Column B contains an incorrect attempt at using the OFFSET approach but where we forgot to use $. As can be seen, while we multiply by 3, we actually get every 4th row.
Column C contains an incorrect attempt at using the OFFSET approach where we remembered to use $, but forgot to subtract. So while we do get every 3rd value, we skipped some values (1 and 4).
Column D contains a correct function using the OFFSET approach.
Column E contains an incorrect attempt at using the ADDRESS + INDRECT approach, but where we forgot to subtract. Thus we skipped some rows initially. The same problem as with column C.
Column F contains a correct function using the ADDRESS + INDRECT approach.
If I were confronted with extracting every 7th row I would “insert” a column before Column “A” . I would then (assuming that there is a header row in row 1) type in the numbers 1,2,3,4,5,6,7 in rows 2,3,4,5,6,7,8, I would highlight the 1,2,3,4,5,6,7 and paste that block to the end of the sheet (700 rows worth). The result will be 1,23,4,5,6,7,1,2,3,4,5,6,7,1,2,3,4,5,6,7……. Now do a data sort ascending on column “A”. After the sort all of the 1’s will be the first in the series, all of the 7’s will be the seventh item.
insert a new column and put a series in 1,2,3,4, etc. Then create another new column and use the command =if(int(a1/7)=(a1/7),1,0) you should get a 1 in every 7th row, filter the column on the 1
Highlight the 7th line. Paintbrush the format for the first 7 lines a few times. Then do a bigger chunk of paintbrush copying the format until you are done. Every 7th line should be highlighted. Filter by color and then copy and paste (paste the values) from the highlighted cells into a new sheet.

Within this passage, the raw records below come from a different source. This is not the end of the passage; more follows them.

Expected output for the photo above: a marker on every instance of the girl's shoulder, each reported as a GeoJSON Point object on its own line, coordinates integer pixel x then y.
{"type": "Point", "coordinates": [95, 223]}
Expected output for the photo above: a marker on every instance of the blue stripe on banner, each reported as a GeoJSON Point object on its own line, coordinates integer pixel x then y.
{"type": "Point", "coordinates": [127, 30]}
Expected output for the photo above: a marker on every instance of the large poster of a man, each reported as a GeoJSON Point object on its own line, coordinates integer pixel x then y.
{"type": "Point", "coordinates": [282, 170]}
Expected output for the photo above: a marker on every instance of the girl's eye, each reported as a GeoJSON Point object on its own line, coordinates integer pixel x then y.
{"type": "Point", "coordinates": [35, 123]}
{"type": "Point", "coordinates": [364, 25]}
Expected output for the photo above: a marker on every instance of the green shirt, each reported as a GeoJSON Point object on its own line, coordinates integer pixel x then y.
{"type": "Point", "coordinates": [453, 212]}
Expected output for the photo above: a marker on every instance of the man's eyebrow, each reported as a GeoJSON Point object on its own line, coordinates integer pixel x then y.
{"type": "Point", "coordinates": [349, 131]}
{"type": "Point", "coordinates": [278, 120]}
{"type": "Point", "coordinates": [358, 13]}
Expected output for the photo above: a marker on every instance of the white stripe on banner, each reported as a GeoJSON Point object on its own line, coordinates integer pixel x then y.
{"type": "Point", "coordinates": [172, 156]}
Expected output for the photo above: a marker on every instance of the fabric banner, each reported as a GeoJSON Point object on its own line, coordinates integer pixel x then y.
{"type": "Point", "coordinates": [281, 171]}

Create a macro and use the following code to grab the data and put it in a new sheet (Sheet2):
Dim strValue As String
Dim strCellNum As String
Dim x As String
x = 1
For i = 1 To 700 Step 7
strCellNum = "A" & i
strValue = Worksheets("Sheet1").Range(strCellNum).Value
Debug.Print strValue
Worksheets("Sheet2").Range("A" & x).Value = strValue
x = x + 1
Next
Let me know if this helps!
JFV
If your original data is in column form with multiple columns and the first entry of your original data in C42, and you want your new (down-sampled) data to be in column form as well, but only every seventh row, then you will also need to subtract out the row number of the first entry, like so:
=OFFSET(C$42,(ROW(C42)-ROW(C$42))*7,0)
Add new column and fill it with ascending numbers. Then filter by ([column] mod 7 = 0) or something like that (don't have Excel in front of me to actually try this);
If you can't filter by formula, add one more column and use the formula =MOD([column; 7]) in it then filter zeros and you'll get all seventh rows.